Salvadoran President Nayib Bukele and his New Ideas party have won the supermajority the leader needs in congress to govern as he pleases, electoral officials announced on Monday.
The announcement comes after a painstaking vote counting process, which has raised the hackles of electoral watchdogs and the country’s weak opposition, who cite irregularities.
Bukele won re-election on Feb. 4 with 84.7 percent of the vote. What had remained up in the air was if Bukele’s New Ideas party would be equally as successful in legislative elections.
Photo: AP
On Monday, officials announced that New Ideas won 54 of the 60 congressional seats.
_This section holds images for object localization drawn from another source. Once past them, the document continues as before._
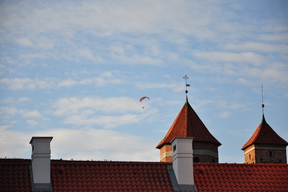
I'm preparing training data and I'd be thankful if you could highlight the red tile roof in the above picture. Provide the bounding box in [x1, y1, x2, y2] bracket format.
[242, 115, 288, 150]
[0, 159, 174, 192]
[2, 159, 287, 192]
[194, 163, 288, 192]
[156, 100, 221, 149]
[0, 159, 31, 192]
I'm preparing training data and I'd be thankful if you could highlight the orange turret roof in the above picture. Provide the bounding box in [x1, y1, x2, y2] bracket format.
[156, 98, 221, 149]
[241, 115, 288, 150]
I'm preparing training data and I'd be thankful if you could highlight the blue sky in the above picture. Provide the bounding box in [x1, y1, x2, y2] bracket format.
[0, 0, 287, 162]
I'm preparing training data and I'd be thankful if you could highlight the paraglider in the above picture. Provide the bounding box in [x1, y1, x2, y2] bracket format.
[139, 96, 150, 109]
[139, 96, 150, 102]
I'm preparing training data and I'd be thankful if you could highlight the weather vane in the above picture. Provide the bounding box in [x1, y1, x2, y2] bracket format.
[183, 74, 190, 96]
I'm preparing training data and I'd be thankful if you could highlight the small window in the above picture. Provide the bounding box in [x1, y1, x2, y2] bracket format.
[173, 145, 176, 152]
[269, 151, 273, 157]
[194, 157, 200, 163]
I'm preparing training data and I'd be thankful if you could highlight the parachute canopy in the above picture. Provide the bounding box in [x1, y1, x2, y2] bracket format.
[139, 96, 150, 102]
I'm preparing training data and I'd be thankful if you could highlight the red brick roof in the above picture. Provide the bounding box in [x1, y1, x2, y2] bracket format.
[156, 99, 221, 149]
[1, 159, 288, 192]
[242, 115, 288, 150]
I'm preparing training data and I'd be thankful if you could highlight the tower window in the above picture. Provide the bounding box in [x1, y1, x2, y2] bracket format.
[269, 151, 273, 157]
[173, 145, 176, 152]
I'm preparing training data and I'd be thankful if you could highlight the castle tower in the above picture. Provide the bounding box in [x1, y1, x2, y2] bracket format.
[156, 97, 221, 163]
[241, 115, 288, 164]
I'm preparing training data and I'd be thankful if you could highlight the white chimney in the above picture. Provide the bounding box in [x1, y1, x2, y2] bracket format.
[171, 137, 195, 191]
[29, 136, 53, 191]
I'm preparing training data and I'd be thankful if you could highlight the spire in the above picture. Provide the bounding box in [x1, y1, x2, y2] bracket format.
[261, 114, 267, 124]
[241, 115, 288, 150]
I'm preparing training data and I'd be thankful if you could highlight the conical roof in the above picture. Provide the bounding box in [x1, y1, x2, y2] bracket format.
[241, 115, 288, 150]
[156, 99, 221, 149]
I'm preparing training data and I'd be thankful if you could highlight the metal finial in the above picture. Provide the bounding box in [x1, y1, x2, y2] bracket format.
[261, 84, 265, 115]
[183, 75, 190, 96]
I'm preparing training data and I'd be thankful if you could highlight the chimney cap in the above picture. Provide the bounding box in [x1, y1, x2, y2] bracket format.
[171, 137, 194, 143]
[29, 136, 53, 144]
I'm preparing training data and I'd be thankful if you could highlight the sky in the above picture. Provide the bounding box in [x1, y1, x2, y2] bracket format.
[0, 0, 288, 163]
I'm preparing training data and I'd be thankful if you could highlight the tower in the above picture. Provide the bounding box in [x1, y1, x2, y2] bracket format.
[242, 86, 287, 164]
[156, 75, 221, 163]
[241, 115, 288, 164]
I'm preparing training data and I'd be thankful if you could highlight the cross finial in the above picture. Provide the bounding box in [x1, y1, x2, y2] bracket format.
[183, 75, 190, 96]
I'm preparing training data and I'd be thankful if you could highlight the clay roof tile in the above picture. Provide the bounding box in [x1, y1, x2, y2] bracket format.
[241, 115, 288, 150]
[156, 100, 221, 148]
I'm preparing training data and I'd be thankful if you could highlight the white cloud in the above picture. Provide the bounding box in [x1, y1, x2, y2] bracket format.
[52, 96, 155, 128]
[218, 111, 231, 118]
[1, 97, 14, 103]
[135, 82, 184, 92]
[224, 42, 288, 54]
[58, 79, 78, 87]
[0, 78, 52, 90]
[0, 1, 240, 44]
[1, 107, 18, 115]
[0, 107, 42, 119]
[216, 100, 247, 110]
[0, 128, 159, 161]
[0, 76, 123, 90]
[18, 97, 30, 102]
[193, 51, 265, 65]
[54, 96, 142, 116]
[78, 48, 104, 62]
[22, 110, 41, 118]
[258, 32, 288, 42]
[63, 114, 142, 129]
[15, 37, 33, 47]
[26, 120, 38, 125]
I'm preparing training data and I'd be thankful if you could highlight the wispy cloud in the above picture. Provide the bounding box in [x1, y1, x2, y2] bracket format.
[224, 42, 288, 54]
[0, 128, 159, 161]
[22, 110, 41, 118]
[135, 82, 184, 92]
[218, 111, 231, 118]
[1, 75, 123, 90]
[53, 96, 155, 128]
[193, 51, 265, 65]
[0, 107, 42, 119]
[1, 1, 287, 163]
[0, 78, 52, 90]
[54, 97, 142, 115]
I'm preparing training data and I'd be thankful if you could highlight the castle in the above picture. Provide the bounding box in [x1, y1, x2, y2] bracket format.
[1, 85, 287, 191]
[156, 96, 287, 164]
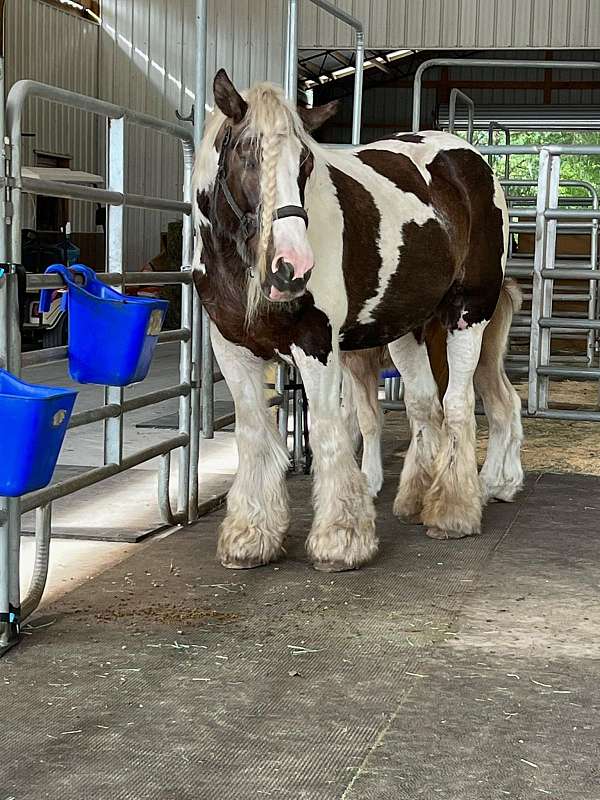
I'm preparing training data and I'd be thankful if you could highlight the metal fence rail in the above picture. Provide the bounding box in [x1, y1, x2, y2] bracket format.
[0, 79, 204, 655]
[528, 146, 600, 421]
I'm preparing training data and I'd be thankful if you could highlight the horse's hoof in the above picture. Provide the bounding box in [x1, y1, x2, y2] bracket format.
[312, 560, 358, 573]
[220, 557, 267, 570]
[425, 527, 477, 540]
[398, 512, 422, 525]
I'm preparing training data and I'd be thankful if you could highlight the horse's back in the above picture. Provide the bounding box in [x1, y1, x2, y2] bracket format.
[331, 131, 507, 348]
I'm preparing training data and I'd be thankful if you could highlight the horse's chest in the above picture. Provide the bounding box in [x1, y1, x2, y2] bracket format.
[193, 269, 333, 364]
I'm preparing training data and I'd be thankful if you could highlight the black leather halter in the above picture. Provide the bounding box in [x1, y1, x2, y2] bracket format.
[213, 126, 309, 243]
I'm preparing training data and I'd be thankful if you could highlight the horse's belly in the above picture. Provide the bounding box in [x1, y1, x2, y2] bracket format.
[339, 305, 439, 351]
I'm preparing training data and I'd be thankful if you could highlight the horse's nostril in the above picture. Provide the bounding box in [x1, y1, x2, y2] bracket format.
[276, 258, 295, 282]
[271, 259, 295, 292]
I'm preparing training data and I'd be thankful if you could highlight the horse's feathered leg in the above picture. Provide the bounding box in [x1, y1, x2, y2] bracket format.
[421, 322, 487, 539]
[340, 348, 385, 497]
[211, 324, 290, 568]
[388, 333, 443, 522]
[291, 345, 378, 572]
[475, 279, 524, 503]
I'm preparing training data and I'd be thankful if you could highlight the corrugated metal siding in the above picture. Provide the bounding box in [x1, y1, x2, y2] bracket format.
[99, 0, 286, 268]
[300, 0, 600, 49]
[4, 0, 99, 232]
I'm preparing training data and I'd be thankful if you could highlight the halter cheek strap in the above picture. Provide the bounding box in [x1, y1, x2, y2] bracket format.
[213, 126, 309, 243]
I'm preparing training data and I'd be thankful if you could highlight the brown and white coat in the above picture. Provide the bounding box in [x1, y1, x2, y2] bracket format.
[192, 71, 523, 571]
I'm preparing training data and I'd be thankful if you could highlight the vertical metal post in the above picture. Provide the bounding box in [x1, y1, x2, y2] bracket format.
[275, 363, 287, 440]
[284, 0, 298, 101]
[487, 123, 495, 171]
[293, 370, 303, 468]
[104, 116, 125, 464]
[1, 5, 23, 652]
[307, 1, 364, 143]
[538, 155, 560, 412]
[351, 30, 364, 146]
[178, 155, 193, 522]
[448, 88, 475, 143]
[0, 275, 18, 653]
[528, 148, 553, 415]
[587, 190, 598, 366]
[194, 0, 213, 441]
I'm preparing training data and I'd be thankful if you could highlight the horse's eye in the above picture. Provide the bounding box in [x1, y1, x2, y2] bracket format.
[244, 157, 258, 171]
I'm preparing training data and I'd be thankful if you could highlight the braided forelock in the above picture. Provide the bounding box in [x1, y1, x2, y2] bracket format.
[243, 83, 313, 322]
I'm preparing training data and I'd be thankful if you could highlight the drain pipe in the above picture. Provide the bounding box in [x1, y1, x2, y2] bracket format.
[308, 0, 364, 145]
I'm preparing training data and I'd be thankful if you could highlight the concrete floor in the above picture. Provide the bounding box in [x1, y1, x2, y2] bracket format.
[2, 422, 599, 799]
[19, 342, 238, 607]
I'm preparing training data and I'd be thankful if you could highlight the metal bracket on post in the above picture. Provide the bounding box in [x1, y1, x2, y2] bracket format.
[104, 116, 125, 465]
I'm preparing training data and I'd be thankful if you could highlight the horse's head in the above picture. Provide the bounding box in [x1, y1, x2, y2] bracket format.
[202, 69, 338, 312]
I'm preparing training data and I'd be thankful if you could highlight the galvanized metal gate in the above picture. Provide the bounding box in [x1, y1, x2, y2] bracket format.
[0, 78, 204, 654]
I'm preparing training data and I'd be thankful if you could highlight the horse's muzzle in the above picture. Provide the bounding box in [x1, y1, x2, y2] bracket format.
[264, 258, 312, 302]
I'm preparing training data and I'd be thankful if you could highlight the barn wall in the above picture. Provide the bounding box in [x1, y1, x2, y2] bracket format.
[98, 0, 287, 268]
[299, 0, 600, 50]
[4, 0, 100, 232]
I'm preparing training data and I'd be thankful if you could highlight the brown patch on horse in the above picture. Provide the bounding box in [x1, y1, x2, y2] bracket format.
[356, 150, 430, 205]
[341, 218, 455, 351]
[328, 165, 382, 329]
[394, 134, 425, 143]
[427, 149, 504, 329]
[423, 319, 449, 399]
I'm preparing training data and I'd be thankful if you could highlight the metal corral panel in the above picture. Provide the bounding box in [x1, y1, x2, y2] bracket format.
[300, 0, 600, 49]
[99, 0, 286, 268]
[4, 0, 99, 233]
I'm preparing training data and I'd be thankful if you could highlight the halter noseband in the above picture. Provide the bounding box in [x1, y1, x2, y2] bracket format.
[214, 126, 309, 243]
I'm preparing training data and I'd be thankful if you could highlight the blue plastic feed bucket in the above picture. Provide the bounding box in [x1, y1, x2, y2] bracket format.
[0, 370, 77, 497]
[40, 264, 169, 386]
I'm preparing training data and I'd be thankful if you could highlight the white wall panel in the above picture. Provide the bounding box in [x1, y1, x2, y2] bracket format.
[4, 0, 99, 233]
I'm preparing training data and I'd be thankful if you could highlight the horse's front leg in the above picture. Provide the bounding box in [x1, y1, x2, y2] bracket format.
[292, 345, 378, 572]
[211, 324, 290, 568]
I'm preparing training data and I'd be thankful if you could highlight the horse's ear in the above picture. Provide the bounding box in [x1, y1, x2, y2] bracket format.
[213, 69, 248, 124]
[297, 100, 340, 132]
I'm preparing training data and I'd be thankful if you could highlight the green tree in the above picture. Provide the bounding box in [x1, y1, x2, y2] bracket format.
[471, 130, 600, 198]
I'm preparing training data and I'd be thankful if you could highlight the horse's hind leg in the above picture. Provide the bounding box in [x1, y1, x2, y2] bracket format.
[476, 280, 524, 503]
[210, 324, 290, 568]
[421, 323, 486, 539]
[388, 333, 443, 522]
[341, 348, 384, 497]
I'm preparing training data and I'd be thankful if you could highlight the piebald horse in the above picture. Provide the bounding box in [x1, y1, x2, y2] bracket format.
[192, 69, 523, 572]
Allied parties won an additional three seats.
Despite not having the final results, the leader had already declared victory in the presidency and in congress the night of the election, saying: “El Salvador has broken all the records of all democracies in the entire history of the world.”
“Never has a project won with the number of votes we have won today,” Bukele said. “It is literally the highest percentage in all of history.”
Now — with the vote actually certified — the supermajority effectively gives the self-described “world’s coolest dictator” even firmer control of all three branches of government.
The 42-year-old leader is massively popular in El Salvador due to his war on the country’s gangs, which resulted in a sharp drop in violence.
However, Bukele has also been accused of undemocratic moves, including carrying out an electoral reform that critics say stacked the vote in favor of his New Ideas party, particularly in legislative and local elections.
Last year, congress passed electoral reforms that reduced the number of seats in the unicameral chamber to 60 from 84, a move expected to favor New Ideas.
Bukele needs congress to continue emergency measures approved month-to-month for his gang crackdown. Previously, the leader clashed with opposition parties in congress blocking his initiatives, even showing up to congress with armed military officers.
“Now, he doesn’t need any other party,” said Eduardo Escobar, a lawyer with the nongovernmental organization Citizen Action who said that before the election, Bukele would at least have to pull on support from allied parties.
Congressional control would also potentially allow him to alter the constitution – which bans leaders from holding consecutive terms – to stay in power.
While constitutional lawyers argue it is illegal to make such changes, Bukele already sparked controversy by running for re-election. His party’s majority in congress and a friendly court they stacked allowed him to dodge the constitutional ban.